A team of researchers developed a novel GPU-optimized approach that processes many k points simultaneously. This method accelerates both the application of the Kohn-Sham Hamiltonian and the solution of linear systems in Density Functional Perturbation Theory (DFPT). In tests on body centered cubic (bcc) tungsten, the new approach achieved up to six times faster calculations than the standard GPU implementation and about twice as fast as CPU-only runs, significantly reducing total computational time and core-hour costs.
Parallelizing k points on GPUs
The researchers focused on optimizing the most time-consuming operations: applying the Kohn-Sham Hamiltonian and overlap matrix to wave-functions, performing Fourier transforms, and solving the generalized eigenvalue problem in the Davidson algorithm. The key idea was to allocate as many wave-functions (k points) as GPU memory allowed and run operations for all these points in parallel. Each GPU thread handles a single wave-function or part of it, increasing the workload per GPU and improving efficiency. CUDA Fortran was used to implement both GLOBAL routines (called from the CPU) and DEVICE routines (called from other GPU threads) to achieve this fine-grained parallelization.

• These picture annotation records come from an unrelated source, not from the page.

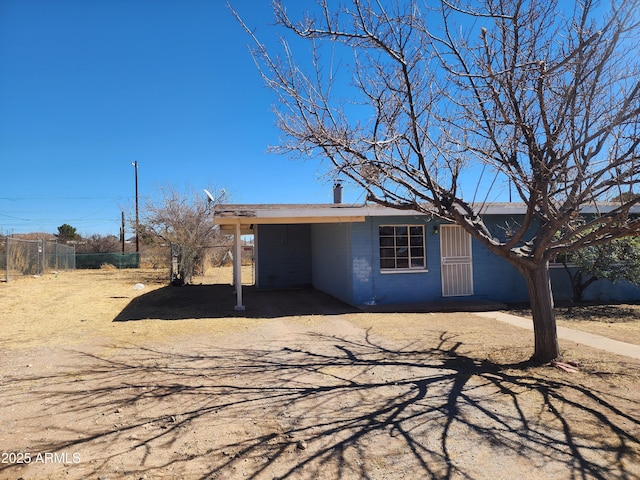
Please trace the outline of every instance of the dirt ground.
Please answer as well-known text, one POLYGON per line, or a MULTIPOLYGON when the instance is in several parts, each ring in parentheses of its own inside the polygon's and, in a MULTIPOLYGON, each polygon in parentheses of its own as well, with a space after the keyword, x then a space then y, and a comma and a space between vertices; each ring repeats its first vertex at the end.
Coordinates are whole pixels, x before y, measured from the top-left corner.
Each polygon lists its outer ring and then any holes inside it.
MULTIPOLYGON (((236 312, 228 273, 0 283, 0 478, 640 478, 639 361, 561 340, 579 372, 528 368, 523 329, 312 290, 236 312)), ((640 344, 610 308, 561 322, 640 344)))

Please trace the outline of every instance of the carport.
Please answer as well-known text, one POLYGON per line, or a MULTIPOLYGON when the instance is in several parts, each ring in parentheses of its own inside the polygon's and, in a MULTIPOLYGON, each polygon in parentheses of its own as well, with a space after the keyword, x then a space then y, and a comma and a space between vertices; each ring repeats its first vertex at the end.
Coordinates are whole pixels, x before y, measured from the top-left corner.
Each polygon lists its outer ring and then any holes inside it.
MULTIPOLYGON (((364 222, 371 215, 370 206, 334 204, 303 205, 218 205, 213 209, 213 222, 223 233, 233 235, 233 284, 236 291, 236 310, 244 310, 242 297, 242 235, 255 235, 260 225, 312 225, 319 223, 364 222)), ((375 207, 373 207, 375 208, 375 207)), ((259 266, 258 260, 256 265, 259 266)), ((259 268, 259 267, 257 267, 259 268)))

The team benchmarked the approach on the Leonardo supercomputer at CINECA, using up to 32 CPU cores and 8 NVIDIA Ampere GPUs per calculation node. By carefully choosing the number of k points per GPU block (Nk), they maximized GPU memory usage while ensuring the simultaneous execution of thousands of threads.
Quantum ESPRESSO with thermo_pw driver
The study relied on Quantum ESPRESSO, enhanced with the thermo_pw driver package. Thermo_pw orchestrates self-consistent DFT and DFPT calculations for phonon and elastic properties. The researchers modified Quantum ESPRESSO’s routines for Fourier transforms (FFT) and linear algebra to run as DEVICE routines directly on the GPU, overcoming the limitations of standard libraries such as cuFFT and cuSolver, which are designed for HOST calls.

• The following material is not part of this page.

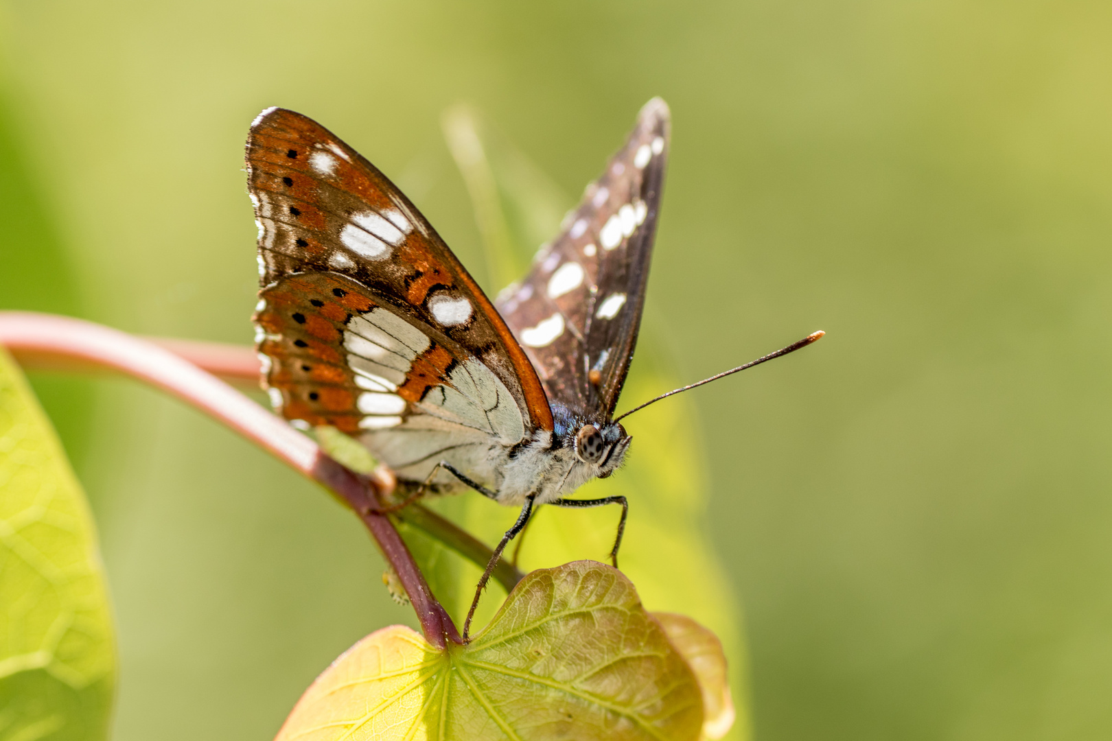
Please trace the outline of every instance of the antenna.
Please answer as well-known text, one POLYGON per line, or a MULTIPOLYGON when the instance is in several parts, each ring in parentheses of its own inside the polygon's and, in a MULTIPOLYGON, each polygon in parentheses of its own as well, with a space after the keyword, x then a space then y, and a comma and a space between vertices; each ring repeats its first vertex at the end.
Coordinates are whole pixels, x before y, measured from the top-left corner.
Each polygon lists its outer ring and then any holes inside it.
POLYGON ((685 387, 682 387, 679 389, 673 389, 672 391, 668 391, 667 393, 662 393, 661 395, 658 395, 658 397, 656 397, 654 399, 649 399, 648 401, 646 401, 642 405, 634 407, 629 411, 627 411, 627 412, 625 412, 623 414, 619 414, 618 417, 616 417, 614 419, 614 421, 617 422, 618 420, 620 420, 620 419, 623 419, 625 417, 629 417, 629 414, 633 414, 634 412, 639 411, 639 410, 644 409, 645 407, 648 407, 649 404, 659 401, 661 399, 666 399, 667 397, 671 397, 674 393, 679 393, 681 391, 689 391, 689 390, 694 389, 697 385, 703 385, 704 383, 709 383, 711 381, 717 381, 719 378, 725 378, 725 377, 729 375, 731 373, 736 373, 737 371, 743 371, 746 368, 753 368, 754 366, 759 366, 761 363, 766 362, 768 360, 772 360, 773 358, 780 358, 781 356, 786 356, 790 352, 795 352, 796 350, 800 350, 801 348, 807 347, 808 344, 811 344, 812 342, 814 342, 815 340, 817 340, 818 338, 821 338, 825 333, 826 332, 824 332, 822 330, 818 330, 817 332, 812 332, 811 334, 806 336, 805 338, 803 338, 798 342, 793 342, 792 344, 787 346, 786 348, 781 348, 776 352, 770 352, 767 356, 762 356, 761 358, 757 358, 756 360, 751 360, 749 362, 745 363, 744 366, 738 366, 737 368, 731 368, 728 371, 723 371, 721 373, 712 375, 711 378, 705 378, 702 381, 698 381, 697 383, 692 383, 689 385, 685 385, 685 387))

Transforming CPU workflows to GPU
Expertise from the MaX community enabled the team to identify bottlenecks in FFTs, the application of nonlocal pseudopotentials, and small-matrix diagonalizations. By rewriting the FFT and LAPACK routines with DEVICE attributes, they could call them directly within GPU threads. Recursive routines, unsupported on GPUs, were replaced with iterative algorithms.
This redesign allowed multiple k points to be processed in parallel, significantly reducing GPU idle time. The approach required deep knowledge of both GPU architecture and Quantum ESPRESSO workflows, including memory allocation, thread management, and linear algebra optimization.

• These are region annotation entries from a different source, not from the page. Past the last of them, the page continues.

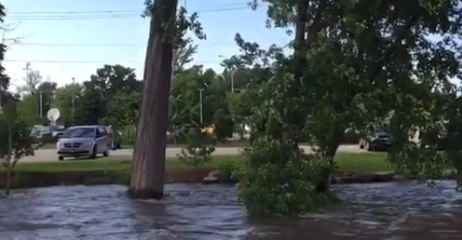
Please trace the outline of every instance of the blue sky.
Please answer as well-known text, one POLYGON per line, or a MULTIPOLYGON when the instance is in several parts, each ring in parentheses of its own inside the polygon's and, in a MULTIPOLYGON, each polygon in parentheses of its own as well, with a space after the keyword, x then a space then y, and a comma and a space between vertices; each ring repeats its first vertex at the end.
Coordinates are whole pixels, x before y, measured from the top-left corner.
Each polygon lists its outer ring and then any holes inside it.
MULTIPOLYGON (((248 0, 180 2, 190 12, 199 12, 207 34, 207 40, 197 42, 197 64, 219 69, 220 56, 238 51, 233 41, 237 32, 264 47, 284 45, 290 40, 282 29, 267 29, 265 10, 246 8, 248 0)), ((149 30, 148 19, 140 16, 143 3, 144 0, 3 0, 8 14, 4 25, 16 26, 5 34, 10 47, 4 66, 13 85, 24 83, 23 69, 28 61, 44 80, 59 85, 70 83, 73 77, 83 82, 103 64, 135 68, 141 78, 149 30), (19 42, 11 44, 15 38, 19 42)))

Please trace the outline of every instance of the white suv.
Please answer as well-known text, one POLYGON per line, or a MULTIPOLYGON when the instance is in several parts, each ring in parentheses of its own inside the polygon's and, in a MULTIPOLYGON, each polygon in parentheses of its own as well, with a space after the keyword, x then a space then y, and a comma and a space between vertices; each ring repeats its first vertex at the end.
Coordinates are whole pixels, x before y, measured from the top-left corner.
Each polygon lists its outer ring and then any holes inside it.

Benchmarking on bcc tungsten
The researchers benchmarked their method on a tungsten system with 11 bands, 32 × 32 × 32 FFT grid points, and over 182,000 k points. Key findings:
- FFT operations: Optimized GPU routines were 1.9× faster than standard GPU routines.
- Hamiltonian and overlap application: Optimized GPU code ran 6× faster than the standard GPU implementation.
- Diagonalization of small matrices: Simultaneous handling of multiple k points reduced the time from 18× CPU time to 3× CPU time.
- Total runtime: Optimized GPU calculations reduced wall-clock time by ~6× compared to standard GPU code and ~2× compared to CPU-only runs.
This performance gain translates into lower computational costs and enables simulations of metallic systems previously considered too demanding.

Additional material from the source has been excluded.